For Arizonan Patrick Witter, a wider choice of medical providers was why he chose original Medicare. The 73-year-old retired educator says the freedom of choice and the ability to have a long-term relationship with his doctors are what’s most important. “I’ve been seeing my urologist for 14 years,” says Witter, a survivor of bladder cancer. “I’ve been seeing the same cardiologist since 1995 when they saved my life and put a stent in my heart. There’s a certain amount of loyalty and trust with those doctors who you know both professionally and, in many ways, personally.”
Until they enroll, many Americans don’t realize how costly and complicated Medicare can be. That is especially true if you choose original Medicare. Most original enrollees must make three regular insurance payments: one for basic Part B coverage, one for a Part D prescription plan, and one more for a Medigap policy to cover some or all of the expenses that Medicare doesn’t. And there are other expenses on top of the premiums; for example, original Medicare Part B has an annual deductible ($226 in 2023); there’s also a deductible for every hospital visit, which in 2023 is $1,600. Those charges take a heavy financial toll.
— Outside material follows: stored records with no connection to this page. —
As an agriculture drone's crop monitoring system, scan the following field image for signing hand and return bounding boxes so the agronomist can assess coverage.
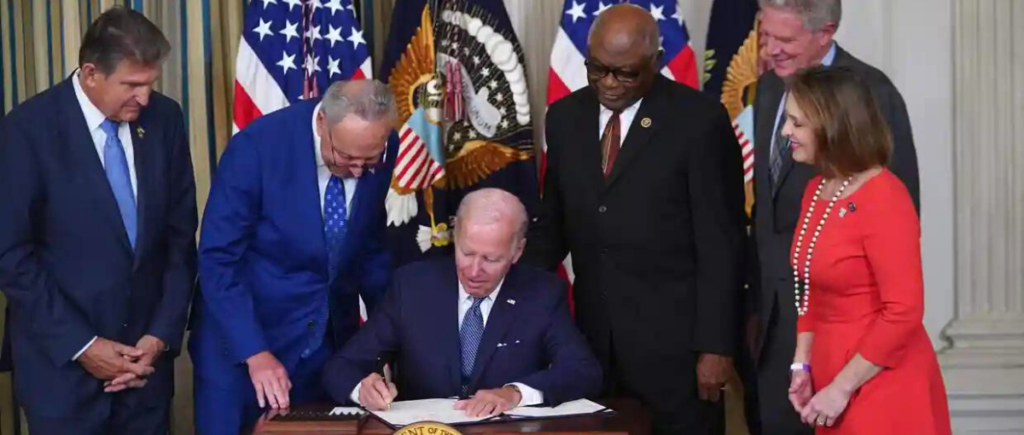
[800,384,853,427]
[246,350,292,409]
[359,374,398,410]
[455,387,522,417]
[697,353,732,402]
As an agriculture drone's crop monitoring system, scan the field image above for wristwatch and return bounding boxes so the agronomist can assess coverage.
[502,384,522,405]
[505,384,522,397]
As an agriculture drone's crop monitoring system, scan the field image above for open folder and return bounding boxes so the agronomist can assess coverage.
[372,399,611,428]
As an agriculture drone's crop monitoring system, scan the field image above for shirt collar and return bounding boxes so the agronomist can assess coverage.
[71,72,106,132]
[459,277,505,304]
[598,98,643,117]
[312,102,327,168]
[821,41,836,67]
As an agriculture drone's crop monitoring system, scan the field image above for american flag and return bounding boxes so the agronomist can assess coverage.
[233,0,372,132]
[541,0,698,290]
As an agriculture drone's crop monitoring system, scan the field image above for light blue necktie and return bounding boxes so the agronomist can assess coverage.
[459,298,486,395]
[324,175,348,269]
[100,120,138,250]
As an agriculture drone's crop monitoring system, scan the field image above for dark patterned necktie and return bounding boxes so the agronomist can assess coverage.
[768,100,790,186]
[459,298,486,395]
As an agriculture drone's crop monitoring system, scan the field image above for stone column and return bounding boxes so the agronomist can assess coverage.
[937,0,1024,434]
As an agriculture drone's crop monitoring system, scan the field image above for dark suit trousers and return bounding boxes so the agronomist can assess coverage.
[26,394,171,435]
[601,333,725,435]
[757,288,814,435]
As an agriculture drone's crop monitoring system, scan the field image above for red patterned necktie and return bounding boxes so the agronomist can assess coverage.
[601,112,623,178]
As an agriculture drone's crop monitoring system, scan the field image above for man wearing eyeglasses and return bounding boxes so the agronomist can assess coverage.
[189,80,396,434]
[526,4,744,434]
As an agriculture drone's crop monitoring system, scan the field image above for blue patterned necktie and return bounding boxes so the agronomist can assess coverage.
[324,175,348,270]
[459,298,486,395]
[100,120,138,250]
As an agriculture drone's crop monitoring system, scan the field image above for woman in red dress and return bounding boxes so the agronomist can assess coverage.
[782,68,950,435]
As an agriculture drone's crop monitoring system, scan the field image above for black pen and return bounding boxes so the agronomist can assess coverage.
[374,355,394,410]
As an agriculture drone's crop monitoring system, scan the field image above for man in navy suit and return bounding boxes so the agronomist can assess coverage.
[0,7,197,435]
[324,188,601,417]
[189,80,396,434]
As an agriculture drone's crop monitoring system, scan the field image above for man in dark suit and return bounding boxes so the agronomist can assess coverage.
[748,0,920,434]
[526,4,744,434]
[324,188,601,417]
[0,7,197,435]
[188,80,397,434]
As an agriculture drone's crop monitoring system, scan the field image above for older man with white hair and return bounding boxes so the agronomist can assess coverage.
[324,188,601,417]
[189,80,396,434]
[748,0,920,435]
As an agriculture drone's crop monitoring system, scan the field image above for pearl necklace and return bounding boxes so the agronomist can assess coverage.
[793,177,853,315]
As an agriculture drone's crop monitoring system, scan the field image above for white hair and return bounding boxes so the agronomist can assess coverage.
[456,187,529,247]
[758,0,843,32]
[321,80,397,127]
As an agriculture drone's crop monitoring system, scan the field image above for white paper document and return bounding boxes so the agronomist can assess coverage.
[505,399,609,418]
[374,399,489,427]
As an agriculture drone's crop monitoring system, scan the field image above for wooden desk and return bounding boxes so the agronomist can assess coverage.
[253,399,650,435]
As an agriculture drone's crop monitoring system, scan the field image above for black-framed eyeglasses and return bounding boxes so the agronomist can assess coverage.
[584,59,640,85]
[583,50,662,85]
[327,129,387,170]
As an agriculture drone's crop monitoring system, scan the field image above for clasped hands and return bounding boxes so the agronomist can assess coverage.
[790,371,853,428]
[359,373,522,418]
[78,335,166,393]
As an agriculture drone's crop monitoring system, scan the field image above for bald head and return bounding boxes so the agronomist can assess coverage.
[455,188,527,298]
[456,187,528,243]
[588,3,660,56]
[586,3,660,111]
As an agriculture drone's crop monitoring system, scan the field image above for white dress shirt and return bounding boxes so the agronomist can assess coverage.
[349,278,544,406]
[71,72,138,361]
[597,98,643,148]
[312,103,359,219]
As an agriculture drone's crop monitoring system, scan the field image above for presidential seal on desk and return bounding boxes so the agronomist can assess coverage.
[394,422,462,435]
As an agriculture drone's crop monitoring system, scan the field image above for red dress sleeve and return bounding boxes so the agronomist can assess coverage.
[857,173,925,367]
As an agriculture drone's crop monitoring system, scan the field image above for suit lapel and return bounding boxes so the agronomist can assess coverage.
[469,266,517,391]
[58,79,132,254]
[599,76,668,188]
[128,117,153,269]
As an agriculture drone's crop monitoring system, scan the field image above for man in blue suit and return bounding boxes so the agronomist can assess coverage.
[189,80,396,434]
[0,7,197,435]
[324,188,602,417]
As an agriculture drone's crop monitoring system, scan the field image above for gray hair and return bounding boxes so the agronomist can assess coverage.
[456,187,529,247]
[321,80,398,127]
[758,0,843,32]
[587,3,662,54]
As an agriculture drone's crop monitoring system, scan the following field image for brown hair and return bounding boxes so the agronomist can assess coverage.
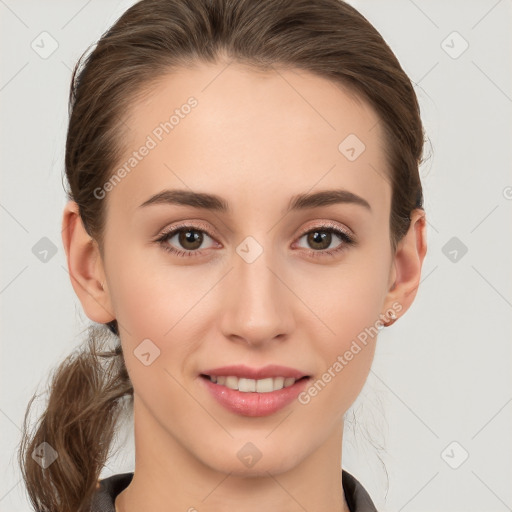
[19,0,424,512]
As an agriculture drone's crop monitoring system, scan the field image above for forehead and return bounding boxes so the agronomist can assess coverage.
[109,62,390,219]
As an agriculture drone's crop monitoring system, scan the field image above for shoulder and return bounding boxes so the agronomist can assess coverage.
[341,469,378,512]
[91,472,133,512]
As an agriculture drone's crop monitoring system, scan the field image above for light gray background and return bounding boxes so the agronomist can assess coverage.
[0,0,512,512]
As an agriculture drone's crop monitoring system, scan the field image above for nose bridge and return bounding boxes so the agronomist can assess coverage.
[223,235,291,344]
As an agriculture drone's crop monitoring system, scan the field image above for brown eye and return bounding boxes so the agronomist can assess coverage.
[299,226,355,256]
[306,231,332,250]
[178,229,204,251]
[156,226,218,256]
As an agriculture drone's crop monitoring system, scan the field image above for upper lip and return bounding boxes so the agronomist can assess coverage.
[201,364,308,380]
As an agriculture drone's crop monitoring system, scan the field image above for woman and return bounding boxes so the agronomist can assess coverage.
[20,0,426,512]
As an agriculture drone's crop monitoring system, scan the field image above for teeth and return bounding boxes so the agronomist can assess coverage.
[209,375,295,393]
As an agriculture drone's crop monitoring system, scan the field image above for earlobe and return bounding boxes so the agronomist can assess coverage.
[385,209,427,325]
[62,201,115,323]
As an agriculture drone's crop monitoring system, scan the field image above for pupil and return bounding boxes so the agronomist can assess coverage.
[180,230,202,249]
[312,231,331,249]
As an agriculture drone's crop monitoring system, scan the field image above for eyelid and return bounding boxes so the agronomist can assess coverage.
[154,219,357,256]
[299,219,357,242]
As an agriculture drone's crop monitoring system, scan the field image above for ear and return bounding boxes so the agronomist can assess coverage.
[62,201,115,324]
[385,208,427,325]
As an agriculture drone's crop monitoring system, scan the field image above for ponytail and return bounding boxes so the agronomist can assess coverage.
[18,325,133,512]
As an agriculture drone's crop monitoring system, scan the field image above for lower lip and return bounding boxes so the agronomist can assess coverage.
[200,377,310,416]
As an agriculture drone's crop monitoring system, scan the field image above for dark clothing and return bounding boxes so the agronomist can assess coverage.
[91,470,377,512]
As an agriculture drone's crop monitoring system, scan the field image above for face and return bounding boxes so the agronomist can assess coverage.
[98,63,395,474]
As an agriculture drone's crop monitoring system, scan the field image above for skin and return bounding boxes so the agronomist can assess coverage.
[63,62,426,512]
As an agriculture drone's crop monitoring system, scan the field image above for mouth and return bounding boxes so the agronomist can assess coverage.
[200,373,310,393]
[199,365,312,417]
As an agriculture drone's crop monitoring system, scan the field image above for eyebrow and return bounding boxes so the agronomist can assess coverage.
[139,189,371,213]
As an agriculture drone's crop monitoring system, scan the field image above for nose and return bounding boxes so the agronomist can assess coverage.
[220,241,294,346]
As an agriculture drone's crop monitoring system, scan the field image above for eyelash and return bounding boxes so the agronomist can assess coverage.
[155,224,356,258]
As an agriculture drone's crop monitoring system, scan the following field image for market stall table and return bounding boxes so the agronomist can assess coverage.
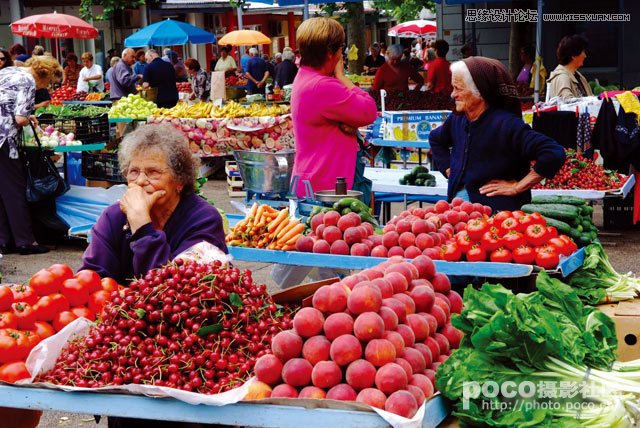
[0,385,450,428]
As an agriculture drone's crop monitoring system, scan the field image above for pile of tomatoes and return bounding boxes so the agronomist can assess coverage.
[440,211,578,269]
[0,264,119,383]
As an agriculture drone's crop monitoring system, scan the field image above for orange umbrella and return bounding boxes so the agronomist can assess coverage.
[218,30,271,46]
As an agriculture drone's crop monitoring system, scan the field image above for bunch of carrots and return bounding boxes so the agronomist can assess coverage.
[226,203,305,251]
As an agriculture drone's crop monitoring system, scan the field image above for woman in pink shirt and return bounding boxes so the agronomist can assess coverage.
[291,18,377,196]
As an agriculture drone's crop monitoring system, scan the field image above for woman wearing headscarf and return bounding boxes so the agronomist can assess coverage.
[429,56,565,210]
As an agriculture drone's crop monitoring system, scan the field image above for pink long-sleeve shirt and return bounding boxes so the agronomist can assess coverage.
[291,66,377,197]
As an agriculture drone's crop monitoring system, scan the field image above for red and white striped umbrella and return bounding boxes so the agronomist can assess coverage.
[387,19,438,37]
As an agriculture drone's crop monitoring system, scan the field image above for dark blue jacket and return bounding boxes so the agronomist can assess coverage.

By contrast, an Advantage plan enrollee usually has just one recurring payment: It includes the government-mandated Part B coverage cost and, in some cases, a small additional premium, which varies by what plan you choose and where you live. You pay various copays and deductibles for your services and doctor visits, but the rest is fully covered by the plan, and you know going in what the copay is for the different providers. Costs under MA can also add up, though, especially if you need hospital care; most plans have a per-day hospital charge.